Giovedì Santo, nel Cilento tra ‘germogli di grano’ e antiche memorie

Giovedì Santo è il primo giorno del triduo pasquale. Nelle parrocchie si allestisce il Sepolcro e dopo la celebrazione l’altare è spogliato (anticamente tutta la chiesa veniva denudata). Ad ornare l’Altare della Reposizione, invece, dove è custodito il Corpo di Cristo, si trovano i caratteristici ‘germogli di grano’, tradizionali composizioni realizzate con il frumento. Inizia da qui, con il triduo pasquale, l’immenso patrimonio culturale che, il Cilento, da secoli custodisce tra le sue più intense pagine di storia.

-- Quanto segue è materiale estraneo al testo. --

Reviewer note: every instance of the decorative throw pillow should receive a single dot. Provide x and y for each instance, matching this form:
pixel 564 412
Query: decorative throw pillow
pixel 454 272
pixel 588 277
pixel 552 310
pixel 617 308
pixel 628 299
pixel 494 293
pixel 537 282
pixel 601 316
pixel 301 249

(Quest’anno i Sepolcri non saranno adornati con le caratteristiche composizioni di grano per il difficile momento che attraversa l’Italia e il mondo intero: una tradizione che insiste da secoli considerato il grande valore simbolico che il frumento custodisce. E’ la vita che rinasce e, mai come in questo momento, confidiamo nella rinascita: saremo più forti di prima…)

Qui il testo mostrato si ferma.